▶ Watch Video: Blue Origin crew discusses trip of a lifetime ahead of launch

Jeff Bezos’ Blue Origin is gearing up to launch its fourth crewed New Shepard flight Tuesday — a 10-minute rocket-powered thrill ride to the edge of space and back carrying five wealthy space tourists and the spacecraft’s chief designer.

Gary Lai, one of Blue Origin’s first employees and the architect of the New Shepard program, was added to the crew in place of comedian Pete Davidson after a launch delay and schedule conflict forced the “Saturday Night Live” star to withdraw. Blue Origin did not reveal what caused the delay or what might have been needed to correct the issue.

But for Lai, riding into space on a rocket he helped design, will give him a chance to personally evaluate “the safest human spaceflight vehicle ever designed or built or operated.”

The crew of Blue Origin’s fourth piloted New Shepard flight (left to right): Jim Kitchen, Marc Hagle, Sharon Hagle, Marty Allen, George Nield and spacecraft architect Gary Lai.

Blue Origin

“We are going to ramp up operations,” Lai told CBS News before the first crewed flight of a New Shepard capsule in 2019. “We’re going to have dozens and eventually hundreds and thousands of astronauts, we hope, fly on New Shepard.”
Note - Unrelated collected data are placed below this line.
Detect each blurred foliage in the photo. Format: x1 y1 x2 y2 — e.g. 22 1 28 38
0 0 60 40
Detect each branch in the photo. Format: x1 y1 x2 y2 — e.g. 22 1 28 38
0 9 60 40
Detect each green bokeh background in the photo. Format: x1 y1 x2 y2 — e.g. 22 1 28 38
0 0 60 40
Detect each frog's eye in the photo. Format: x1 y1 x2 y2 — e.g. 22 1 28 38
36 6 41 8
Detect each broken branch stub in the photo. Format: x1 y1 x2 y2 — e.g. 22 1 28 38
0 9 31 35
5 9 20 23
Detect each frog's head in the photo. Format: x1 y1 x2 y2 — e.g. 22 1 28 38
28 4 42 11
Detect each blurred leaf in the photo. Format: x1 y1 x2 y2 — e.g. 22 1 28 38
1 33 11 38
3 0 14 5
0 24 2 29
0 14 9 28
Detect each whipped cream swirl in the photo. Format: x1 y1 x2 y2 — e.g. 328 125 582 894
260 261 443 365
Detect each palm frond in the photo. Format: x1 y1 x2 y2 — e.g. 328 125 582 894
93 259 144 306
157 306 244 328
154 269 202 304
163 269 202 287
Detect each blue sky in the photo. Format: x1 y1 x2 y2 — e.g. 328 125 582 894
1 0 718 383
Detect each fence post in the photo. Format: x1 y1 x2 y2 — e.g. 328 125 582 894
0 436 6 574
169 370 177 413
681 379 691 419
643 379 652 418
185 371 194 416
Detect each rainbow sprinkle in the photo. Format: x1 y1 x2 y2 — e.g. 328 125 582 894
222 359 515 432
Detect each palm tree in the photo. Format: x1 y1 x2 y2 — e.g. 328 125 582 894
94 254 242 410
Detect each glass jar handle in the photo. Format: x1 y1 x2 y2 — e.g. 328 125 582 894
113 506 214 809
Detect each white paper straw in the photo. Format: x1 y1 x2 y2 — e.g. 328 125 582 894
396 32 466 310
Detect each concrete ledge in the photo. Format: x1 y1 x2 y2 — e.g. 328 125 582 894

Liftoff from Blue Origin’s West Texas launch site is targeted for 9:30 a.m. EDT Tuesday.

Like all New Shepard flights, the single-stage booster will propel the crew capsule out of the lower atmosphere to to an altitude of about 65 miles — just above the internationally recognized “boundary” of space — giving the passengers three to four minutes of weightlessness before plunging back into the lower atmosphere.

Mission duration from launch to a parachute-assisted touchdown: about 10 minutes.

Blue Origin file photos showing a New Shepard launch and landing.

Blue Origin

Joining Lai for the sub-orbital flight will be philanthropists and space enthusiasts Marc and Sharon Hagle; University of North Carolina professor and entrepreneur Jim Kitchen; George Nield, president of Commercial Space Technologies and a former manager with NASA and the FAA; and “angel investor” Marty Allen.

Blue Origin and its customers do not discuss the cost of a New Shepard seat, but prices are thought to be in the half-million-dollar range if not higher. Lai, as a company employee, presumably is flying at no charge.

The launching will mark Blue Origin’s 20th New Shepard flight and its fourth with passengers on board.

The first three crewed flights featured “star power,” with Jeff Bezos taking off on the first piloted mission, William Shatner of “Star Trek” fame aboard the second and TV personality Michael Strahan and Laura Shepard Churchley, daughter of astronaut Alan Shepard, aboard the third.

Davidson, like Strahan, Churchley and Shatner before him, was invited to fly in what amounted to savvy marketing that guaranteed widespread media coverage. How coverage of the NS-20 flight will fare in the wake of Davidson’s withdrawal remains to be seen.

The NS-20 mission marks the ninth piloted commercial, non-government sub-orbital spaceflight in a high-stakes competition between Bezos’ Blue Origin and Virgin Galactic, owned by fellow billionaire Richard Branson.

Virgin has launched four piloted flights of its winged spaceplane VSS Unity, most recently sending up Branson, two pilots and three company crewmates last July 11. It’s not clear when the company will stage its next flight, but three researchers will be on board representing the Italian air force. Commercial passenger flights are expected to begin late this year.

Blue Origin followed up the Bezos flight by launching a suite of NASA experiments on an unpiloted mission August 26. Then, on October 13, Shatner and three crewmates were launched on the company’s 18th flight overall and the second carrying passengers. Strahan and his crewmates followed suit on Dec. 9.